As Brach points out, though, it can be difficult to remember that.  We are right now JUST starting to evolve out of that fight, flight or freeze response that’s always lurking in our amygdalas.  When someone shuts us down, when someone breaks our hearts, it feels like danger, like a terrible threat to our very being and we want to fight back against them, run away, or become emotionally frozen in place.  (Never again! Ever!)

We do have a couple of assets that we’ve evolved into, though, that can help:  consciousness and intentionality. We can consciously recognize our emotions and just sit with them.  “Okay, I hurt like hell. I feel betrayed. I feel like I can’t trust anyone.”  And that’s okay.

And we can intentionally move toward love.  “Okay, I really hurt but I recognize that I’m a loving, caring person and I’m not going to let someone else remove love from my heart.  I claim my autonomy and I choose love.”

We can also remember that the Heart Chakra just feels love and it doesn’t discriminate about where it’s coming from.  It’s wonderful to receive love from another human being but it’s not the only source.
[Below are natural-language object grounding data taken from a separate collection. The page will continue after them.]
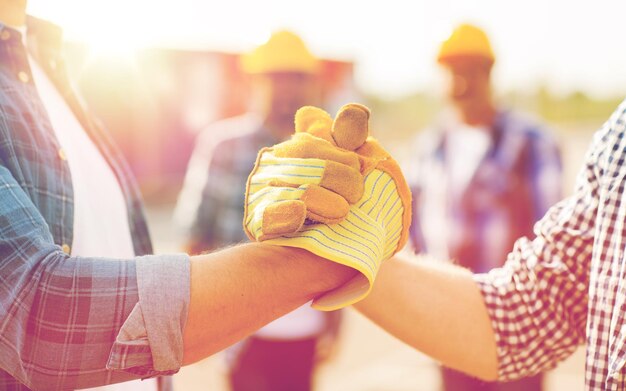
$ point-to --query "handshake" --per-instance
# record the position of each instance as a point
(334, 191)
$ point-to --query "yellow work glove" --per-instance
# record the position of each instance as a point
(333, 191)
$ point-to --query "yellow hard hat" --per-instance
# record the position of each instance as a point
(283, 52)
(466, 41)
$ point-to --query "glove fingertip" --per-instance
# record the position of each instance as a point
(283, 217)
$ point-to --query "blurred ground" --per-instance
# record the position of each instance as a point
(367, 358)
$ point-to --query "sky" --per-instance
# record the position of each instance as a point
(567, 45)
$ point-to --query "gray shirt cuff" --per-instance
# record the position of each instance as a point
(150, 342)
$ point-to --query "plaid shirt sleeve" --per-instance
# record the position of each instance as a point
(72, 322)
(538, 300)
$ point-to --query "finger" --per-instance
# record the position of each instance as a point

When we’re broken hearted we can bring in a lot of self-love.  We can write out affirmations about what good, loving and deserving people we are.  We can visualize ourselves bathed in love and compassion and we can be especially nourishing and kind to ourselves.

Divine love can be another source for many people.  In Red Tara practice meditators will visualize Tara hovering before them, sending golden beams of love into their bodies and hearts.  We can do the same practice and replace Tara with the deity, spirit guide, or angel of our choice.

And, of course, we can just love.  Love generates love. The more we act with loving kindness and compassion toward our fellow travelers on the earth plane, the more the heart chakra opens and heals.  The more it opens, the more love we attract and receive.